Falls are one of the most significant health and economic issues in Australia and worldwide. In Australia, the treatment of injuries from falls in older people cost the economy $2.3 billion in 2020.
Now, a new algorithm written by researchers from Neuroscience Research Australia (NeuRA) and UNSW Sydney could help promote health in older people and at-risk population reports UNSW. The Watch Walk algorithm measures walking steadiness and speed. By pairing it with a wearable tech device such as a smartwatch, the algorithm can provide real-time feedback on how to improve individual walking stability to reduce falls.
Digital gait biomarkers are quantitative measures of aspects of an individual’s gait, such as posture, cadence, walking speed, and length of stride, that offer insights into the overall health and functional decline and can often predict their likelihood to fall.
Read more: Australian Government Allots US$7 Million to Enhance Healthcare Using Wearables
UNSW Medicine & Health and NeuRA research and co-lead author of the study, Lloyd Chan said it was the first time an algorithm for measuring gait had been widely tested in real-world environments. “We know that the way people walk is a predictor of their health. For example, people who walk more slowly, infrequently, in smaller steps, or for shorter distances are typically more likely to suffer a fall."

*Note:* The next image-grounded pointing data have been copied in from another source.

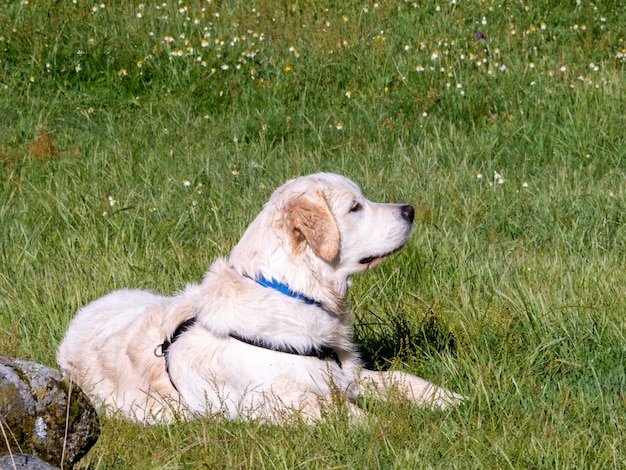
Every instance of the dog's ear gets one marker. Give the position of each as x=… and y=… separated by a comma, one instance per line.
x=310, y=220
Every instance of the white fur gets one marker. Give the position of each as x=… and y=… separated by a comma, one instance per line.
x=313, y=235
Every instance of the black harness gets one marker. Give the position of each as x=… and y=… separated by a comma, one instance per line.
x=322, y=352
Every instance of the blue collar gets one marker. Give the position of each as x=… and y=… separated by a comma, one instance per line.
x=284, y=289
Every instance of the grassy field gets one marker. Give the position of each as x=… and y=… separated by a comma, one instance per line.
x=137, y=141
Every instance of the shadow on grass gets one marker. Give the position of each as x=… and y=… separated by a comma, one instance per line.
x=385, y=340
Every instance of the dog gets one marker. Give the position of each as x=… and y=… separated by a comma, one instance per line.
x=266, y=334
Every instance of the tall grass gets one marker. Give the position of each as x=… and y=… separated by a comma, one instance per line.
x=137, y=141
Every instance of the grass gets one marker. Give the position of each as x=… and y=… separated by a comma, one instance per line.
x=137, y=141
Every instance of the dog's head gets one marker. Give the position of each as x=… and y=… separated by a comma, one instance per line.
x=320, y=229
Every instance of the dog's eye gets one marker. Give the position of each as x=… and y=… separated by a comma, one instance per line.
x=356, y=207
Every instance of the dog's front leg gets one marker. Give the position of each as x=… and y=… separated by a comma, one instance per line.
x=416, y=389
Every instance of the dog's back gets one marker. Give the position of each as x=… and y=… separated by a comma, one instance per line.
x=109, y=351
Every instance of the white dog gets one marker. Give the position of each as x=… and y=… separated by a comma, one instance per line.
x=266, y=335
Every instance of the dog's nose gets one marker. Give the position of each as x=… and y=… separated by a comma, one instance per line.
x=407, y=213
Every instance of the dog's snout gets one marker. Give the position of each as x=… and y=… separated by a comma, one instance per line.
x=407, y=213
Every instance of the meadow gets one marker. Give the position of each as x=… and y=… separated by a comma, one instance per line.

“Our goal was to capture this data through looking at how individuals naturally walk in their daily lives and then test this broadly on over 70,000 individuals.”
The new algorithm was created using movement data generated from wrist sensors worn by 101 study participants aged between 19 and 81. The algorithm's validity was later tested in another study involving around 79,000 participants from the UK Biobank database. Participants aged 46 to 77 were instructed to wear wrist devices for a week to record their movements, which were classified into walking, running, stationary, or unspecified arm activity. This study then found the Watch Walk algorithm to precisely measure those movements.
According to the researchers, their two-stage study was the first to widely test an algorithm for measuring gait in real-world environments.